File size: 4,277 Bytes

---
datasets:
- imagenet-1k
library_name: pytorch
license: mit
pipeline_tag: unconditional-image-generation
tags:
- diffusion
- flow-matching
- representation-learning
- dinov2
- imagenet
---

# RiT-XL: Vanilla Diffusion Transformers Suffice in Representation Space

This repository hosts the released **RiT-XL** checkpoint trained for 800 epochs on ImageNet 256×256 with frozen DINOv2-Small features. 

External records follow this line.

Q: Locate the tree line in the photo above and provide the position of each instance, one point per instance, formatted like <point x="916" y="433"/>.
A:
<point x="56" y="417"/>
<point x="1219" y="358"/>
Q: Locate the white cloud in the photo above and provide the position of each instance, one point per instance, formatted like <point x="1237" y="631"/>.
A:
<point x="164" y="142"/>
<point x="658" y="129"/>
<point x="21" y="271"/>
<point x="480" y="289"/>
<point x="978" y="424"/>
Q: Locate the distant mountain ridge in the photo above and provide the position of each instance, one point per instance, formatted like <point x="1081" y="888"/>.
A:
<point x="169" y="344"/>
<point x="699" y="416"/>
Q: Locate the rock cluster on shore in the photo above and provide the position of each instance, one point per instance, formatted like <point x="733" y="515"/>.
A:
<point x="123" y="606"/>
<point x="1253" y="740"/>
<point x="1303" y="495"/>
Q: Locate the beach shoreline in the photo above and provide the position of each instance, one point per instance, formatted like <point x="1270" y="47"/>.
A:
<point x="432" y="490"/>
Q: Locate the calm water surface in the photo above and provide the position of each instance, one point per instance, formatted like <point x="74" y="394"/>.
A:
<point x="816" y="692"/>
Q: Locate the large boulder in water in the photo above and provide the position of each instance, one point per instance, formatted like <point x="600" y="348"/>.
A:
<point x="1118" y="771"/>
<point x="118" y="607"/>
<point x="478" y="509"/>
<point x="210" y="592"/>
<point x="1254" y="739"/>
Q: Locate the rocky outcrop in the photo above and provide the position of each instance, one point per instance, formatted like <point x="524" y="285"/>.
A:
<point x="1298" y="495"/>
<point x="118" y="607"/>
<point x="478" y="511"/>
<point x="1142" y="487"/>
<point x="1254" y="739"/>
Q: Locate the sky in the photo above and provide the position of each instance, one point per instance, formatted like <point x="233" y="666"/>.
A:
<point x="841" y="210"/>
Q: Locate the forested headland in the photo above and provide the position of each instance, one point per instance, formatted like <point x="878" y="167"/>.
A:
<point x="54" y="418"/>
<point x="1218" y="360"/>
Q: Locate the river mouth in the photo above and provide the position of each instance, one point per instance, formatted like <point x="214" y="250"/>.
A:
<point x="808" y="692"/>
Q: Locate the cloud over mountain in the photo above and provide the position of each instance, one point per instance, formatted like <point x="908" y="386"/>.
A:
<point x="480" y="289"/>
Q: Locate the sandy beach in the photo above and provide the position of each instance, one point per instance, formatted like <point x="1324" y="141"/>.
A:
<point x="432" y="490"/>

RiT (Representation Image Transformer) is a vanilla Diffusion Transformer that effectively models distributions in high-dimensional representation spaces, as presented in the paper [RiT: Vanilla Diffusion Transformers Suffice in Representation Space](https://huggingface.co/papers/2605.21981).

[![GitHub](https://img.shields.io/badge/GitHub-lezhang7%2FRiT-181717.svg)](https://github.com/lezhang7/RiT)
[![Paper](https://img.shields.io/badge/Paper-arXiv-b31b1b.svg)](https://huggingface.co/papers/2605.21981)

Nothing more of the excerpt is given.